Pufkins come in one of four known varieties. The most common being referred to as smooth coats (or standards), soft coats, woolly coats and scaly coats. Smooth and soft are commonly seen being kept as pets as they acclimate well to the indoors. Woolly prefer being outside and require a lot of time in the sun. Scaly enjoy swimming and tend to be found near water.
In the winter of 2019 it was discovered and documented that Pufkin appear to change yearly depending on the impact of their environment.
Pufkin discovered in 2018 appear as described above, but Pufkin discovered in 2019 appear with spines and horns. It is believed that their connection to the world of the Spirits has impacted their appearance negatively due to the turmoil of 2019.
Future changes in Pufkins will be documented.

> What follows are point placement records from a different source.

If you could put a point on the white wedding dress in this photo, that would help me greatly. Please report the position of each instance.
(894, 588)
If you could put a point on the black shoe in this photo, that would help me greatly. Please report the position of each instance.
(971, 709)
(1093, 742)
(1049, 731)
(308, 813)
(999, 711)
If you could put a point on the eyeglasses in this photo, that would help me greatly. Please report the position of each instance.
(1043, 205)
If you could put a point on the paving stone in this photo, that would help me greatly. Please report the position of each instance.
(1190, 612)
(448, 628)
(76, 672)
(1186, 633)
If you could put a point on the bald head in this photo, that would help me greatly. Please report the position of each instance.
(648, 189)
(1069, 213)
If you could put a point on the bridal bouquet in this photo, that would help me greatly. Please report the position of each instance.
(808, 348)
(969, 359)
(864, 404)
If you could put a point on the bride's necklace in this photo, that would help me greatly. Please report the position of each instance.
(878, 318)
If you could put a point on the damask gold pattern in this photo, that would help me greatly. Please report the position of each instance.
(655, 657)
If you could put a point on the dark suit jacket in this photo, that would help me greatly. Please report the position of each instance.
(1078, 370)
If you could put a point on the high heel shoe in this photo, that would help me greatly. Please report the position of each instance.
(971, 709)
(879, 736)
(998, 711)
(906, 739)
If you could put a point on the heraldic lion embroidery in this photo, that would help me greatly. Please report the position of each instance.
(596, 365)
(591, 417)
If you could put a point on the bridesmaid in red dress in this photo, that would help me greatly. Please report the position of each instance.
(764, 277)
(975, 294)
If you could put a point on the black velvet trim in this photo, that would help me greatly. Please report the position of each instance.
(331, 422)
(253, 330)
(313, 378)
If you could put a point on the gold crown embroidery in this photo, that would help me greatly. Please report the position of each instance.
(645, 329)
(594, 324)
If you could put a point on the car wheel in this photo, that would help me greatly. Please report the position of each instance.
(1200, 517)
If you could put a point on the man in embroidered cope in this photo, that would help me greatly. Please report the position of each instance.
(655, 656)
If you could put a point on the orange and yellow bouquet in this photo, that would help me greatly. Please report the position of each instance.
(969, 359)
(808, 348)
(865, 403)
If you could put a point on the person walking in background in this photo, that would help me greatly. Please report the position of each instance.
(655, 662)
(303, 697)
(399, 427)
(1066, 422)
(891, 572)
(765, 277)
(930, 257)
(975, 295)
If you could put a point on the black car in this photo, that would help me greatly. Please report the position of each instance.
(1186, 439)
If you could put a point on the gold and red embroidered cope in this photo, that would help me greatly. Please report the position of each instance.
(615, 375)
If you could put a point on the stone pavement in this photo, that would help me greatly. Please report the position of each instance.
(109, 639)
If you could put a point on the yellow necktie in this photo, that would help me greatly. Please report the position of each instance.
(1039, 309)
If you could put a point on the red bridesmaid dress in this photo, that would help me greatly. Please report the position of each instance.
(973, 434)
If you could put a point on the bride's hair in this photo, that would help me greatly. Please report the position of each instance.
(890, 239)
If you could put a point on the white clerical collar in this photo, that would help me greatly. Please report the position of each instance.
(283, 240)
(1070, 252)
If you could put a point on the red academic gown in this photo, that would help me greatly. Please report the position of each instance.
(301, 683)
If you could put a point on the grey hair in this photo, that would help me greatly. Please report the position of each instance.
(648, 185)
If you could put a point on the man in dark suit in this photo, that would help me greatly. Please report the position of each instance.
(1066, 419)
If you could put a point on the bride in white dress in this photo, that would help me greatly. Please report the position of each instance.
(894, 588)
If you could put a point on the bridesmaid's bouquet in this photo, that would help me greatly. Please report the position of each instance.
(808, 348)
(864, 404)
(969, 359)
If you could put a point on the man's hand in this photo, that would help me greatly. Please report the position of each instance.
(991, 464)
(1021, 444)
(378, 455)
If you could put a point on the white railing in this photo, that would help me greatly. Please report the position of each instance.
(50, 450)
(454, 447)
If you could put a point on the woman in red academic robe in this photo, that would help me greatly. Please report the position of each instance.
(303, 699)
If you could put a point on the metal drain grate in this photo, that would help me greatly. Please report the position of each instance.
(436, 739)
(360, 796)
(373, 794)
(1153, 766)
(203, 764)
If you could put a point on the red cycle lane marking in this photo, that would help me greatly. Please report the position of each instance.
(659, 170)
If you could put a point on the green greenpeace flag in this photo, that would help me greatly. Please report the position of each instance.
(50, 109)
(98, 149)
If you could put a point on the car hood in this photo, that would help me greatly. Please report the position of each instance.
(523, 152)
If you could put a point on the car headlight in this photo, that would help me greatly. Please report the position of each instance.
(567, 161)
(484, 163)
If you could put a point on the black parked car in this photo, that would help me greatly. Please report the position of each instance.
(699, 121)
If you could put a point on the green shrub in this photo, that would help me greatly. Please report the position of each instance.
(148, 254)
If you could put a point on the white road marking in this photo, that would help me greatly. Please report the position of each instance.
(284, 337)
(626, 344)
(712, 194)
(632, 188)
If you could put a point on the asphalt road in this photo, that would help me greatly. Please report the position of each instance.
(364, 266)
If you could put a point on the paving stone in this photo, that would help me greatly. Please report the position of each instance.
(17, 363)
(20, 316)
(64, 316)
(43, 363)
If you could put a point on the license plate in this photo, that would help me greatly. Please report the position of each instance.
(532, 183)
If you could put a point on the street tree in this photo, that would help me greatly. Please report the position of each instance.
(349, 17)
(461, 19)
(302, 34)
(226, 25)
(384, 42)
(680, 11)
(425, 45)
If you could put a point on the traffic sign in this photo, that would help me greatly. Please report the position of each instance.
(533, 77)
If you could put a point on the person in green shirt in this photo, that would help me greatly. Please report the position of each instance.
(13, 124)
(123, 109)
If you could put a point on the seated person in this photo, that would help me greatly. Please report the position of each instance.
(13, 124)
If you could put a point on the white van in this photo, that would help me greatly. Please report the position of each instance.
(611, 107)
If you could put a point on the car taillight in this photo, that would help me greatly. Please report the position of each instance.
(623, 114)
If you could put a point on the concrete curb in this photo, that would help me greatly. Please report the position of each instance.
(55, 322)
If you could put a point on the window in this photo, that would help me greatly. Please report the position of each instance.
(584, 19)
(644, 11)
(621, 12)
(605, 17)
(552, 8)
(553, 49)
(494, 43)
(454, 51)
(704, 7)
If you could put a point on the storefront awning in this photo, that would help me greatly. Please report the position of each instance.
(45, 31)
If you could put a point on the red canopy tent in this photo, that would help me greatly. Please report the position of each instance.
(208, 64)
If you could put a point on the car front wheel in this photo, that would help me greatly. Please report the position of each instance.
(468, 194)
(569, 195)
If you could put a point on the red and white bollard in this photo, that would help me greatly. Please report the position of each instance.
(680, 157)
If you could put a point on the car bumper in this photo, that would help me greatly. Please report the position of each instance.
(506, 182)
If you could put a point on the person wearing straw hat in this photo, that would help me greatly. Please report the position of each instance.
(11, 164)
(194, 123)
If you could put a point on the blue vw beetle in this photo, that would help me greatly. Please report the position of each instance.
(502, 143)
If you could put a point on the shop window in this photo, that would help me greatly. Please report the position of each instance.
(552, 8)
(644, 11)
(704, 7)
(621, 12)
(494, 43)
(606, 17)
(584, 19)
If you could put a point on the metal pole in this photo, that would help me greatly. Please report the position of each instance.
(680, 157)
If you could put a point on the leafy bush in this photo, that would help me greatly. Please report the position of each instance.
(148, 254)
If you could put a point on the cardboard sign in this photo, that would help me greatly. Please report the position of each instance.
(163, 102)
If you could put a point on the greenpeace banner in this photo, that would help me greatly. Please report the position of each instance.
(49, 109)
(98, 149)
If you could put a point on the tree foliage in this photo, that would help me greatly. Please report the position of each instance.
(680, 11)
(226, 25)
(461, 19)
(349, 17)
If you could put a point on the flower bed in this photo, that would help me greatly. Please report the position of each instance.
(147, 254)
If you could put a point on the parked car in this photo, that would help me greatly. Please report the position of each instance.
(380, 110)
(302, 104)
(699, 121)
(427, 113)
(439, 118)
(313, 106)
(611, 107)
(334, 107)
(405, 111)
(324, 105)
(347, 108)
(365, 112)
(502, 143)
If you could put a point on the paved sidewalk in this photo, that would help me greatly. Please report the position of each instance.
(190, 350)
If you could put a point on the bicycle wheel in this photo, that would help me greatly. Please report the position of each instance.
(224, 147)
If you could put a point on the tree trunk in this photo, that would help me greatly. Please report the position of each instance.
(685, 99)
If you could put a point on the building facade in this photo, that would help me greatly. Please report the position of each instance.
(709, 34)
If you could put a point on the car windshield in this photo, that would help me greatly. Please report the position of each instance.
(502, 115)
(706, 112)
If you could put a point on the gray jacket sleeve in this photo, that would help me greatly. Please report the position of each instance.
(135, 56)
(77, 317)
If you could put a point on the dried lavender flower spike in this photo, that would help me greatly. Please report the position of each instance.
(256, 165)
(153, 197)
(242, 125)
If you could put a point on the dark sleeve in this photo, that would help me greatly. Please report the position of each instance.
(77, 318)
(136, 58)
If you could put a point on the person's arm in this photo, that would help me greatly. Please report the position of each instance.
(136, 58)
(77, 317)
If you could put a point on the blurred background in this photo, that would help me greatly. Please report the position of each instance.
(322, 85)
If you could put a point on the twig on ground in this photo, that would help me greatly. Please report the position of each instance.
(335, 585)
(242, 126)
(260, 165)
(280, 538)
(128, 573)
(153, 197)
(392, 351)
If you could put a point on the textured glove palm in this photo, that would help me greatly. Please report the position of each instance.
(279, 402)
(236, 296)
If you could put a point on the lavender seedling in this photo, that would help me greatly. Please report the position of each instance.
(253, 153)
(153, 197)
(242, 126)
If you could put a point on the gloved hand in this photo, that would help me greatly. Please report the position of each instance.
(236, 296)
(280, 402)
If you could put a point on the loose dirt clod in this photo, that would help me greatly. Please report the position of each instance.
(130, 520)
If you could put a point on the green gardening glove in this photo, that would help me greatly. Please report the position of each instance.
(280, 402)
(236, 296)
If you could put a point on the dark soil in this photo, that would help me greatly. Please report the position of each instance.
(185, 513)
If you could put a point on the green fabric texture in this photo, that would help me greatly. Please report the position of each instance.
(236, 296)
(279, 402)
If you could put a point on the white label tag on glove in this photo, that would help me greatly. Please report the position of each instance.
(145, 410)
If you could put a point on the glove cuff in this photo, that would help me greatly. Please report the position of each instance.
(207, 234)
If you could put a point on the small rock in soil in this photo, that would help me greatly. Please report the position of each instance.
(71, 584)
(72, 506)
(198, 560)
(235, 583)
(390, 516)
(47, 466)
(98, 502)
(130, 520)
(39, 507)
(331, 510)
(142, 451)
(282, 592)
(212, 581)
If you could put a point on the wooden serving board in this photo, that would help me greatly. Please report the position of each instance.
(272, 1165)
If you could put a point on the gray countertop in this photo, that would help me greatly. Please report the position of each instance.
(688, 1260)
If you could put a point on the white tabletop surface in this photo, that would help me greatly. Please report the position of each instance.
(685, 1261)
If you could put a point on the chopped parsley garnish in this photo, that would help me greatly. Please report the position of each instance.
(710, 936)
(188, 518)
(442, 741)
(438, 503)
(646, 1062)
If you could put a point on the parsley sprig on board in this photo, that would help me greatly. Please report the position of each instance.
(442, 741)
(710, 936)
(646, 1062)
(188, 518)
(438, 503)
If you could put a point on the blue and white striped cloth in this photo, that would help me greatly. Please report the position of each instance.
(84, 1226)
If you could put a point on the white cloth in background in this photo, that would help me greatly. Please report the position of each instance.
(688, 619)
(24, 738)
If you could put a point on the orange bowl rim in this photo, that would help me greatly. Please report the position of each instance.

A new discovery has been made!
Colours and Markings:
Pufkins from the Whistler Crest area are found predominantly in soft pastel pinks and greens. They normally have either markingless pelts, or feature simple spots and stripes, occasionally with larger markings like their entire underbelly.
Scales on the bodies must match their leaves. Their paw pads may be any colour/hue/tint found on their palette. So a darker pink can be used thanks to the soft pink palette.
2019 Pufkins must have dark grey spines and horns, with no visible plants, but their bodies can be the same colour/pattern as their 2018 predecessors.
Breeding and Life Cycle:
Pufkins have extremely long lifespans, despite growing very fast through their first two stages of life. Eggs are laid in clutches of 2-5 and are referred to as "seeds". The infant Pufkins are referred to as "buds," and during this stage the baby Pufkin will start to sprout their trademark fauna-like antenna or quills. Adult Pufkins are referred to as "blooms". Pufkins are known to breed for life, so once a mating pair is established, they remain together and produce families. Shown to the side, you can see an example of a Pufkin seed, bud and bloom!
Pufkins are herbivores, meaning they feed entirely on plants, which is why they are known to make their habitats in heavily wooded and green areas. During the winter they feed on tree bark and roots, as well as feasting on any plant-life they can find, including moss. They do not require a large sum of food as they are not very active creatures and they tend to conserve energy by sleeping...a lot.
Skills and Abilities:
As stated above, pufkins are extremely resilient and capable of living in the harshest environments, meaning they are found all over the globe. They are known to be able to withstand extreme levels of pressure making it possible for them to squeeze their bodies under heavy objects. They have loud and high pitched squeaks and chirps which can be heard for miles despite their diminutive size. Pufkins make for excellent pets, but can be hard to come by!
The 2019 Variant:
Pufkins found in 2019 appear to have been drastically changed by the turmoil of the Spirit realm. Rather than having their traditional foliage antenna, they now have a thick bed of quills lining their backs and tails, as well as a pair of small horns above their eyes. They appear to be slightly...feistier than their 2018 counterparts. Handle with care!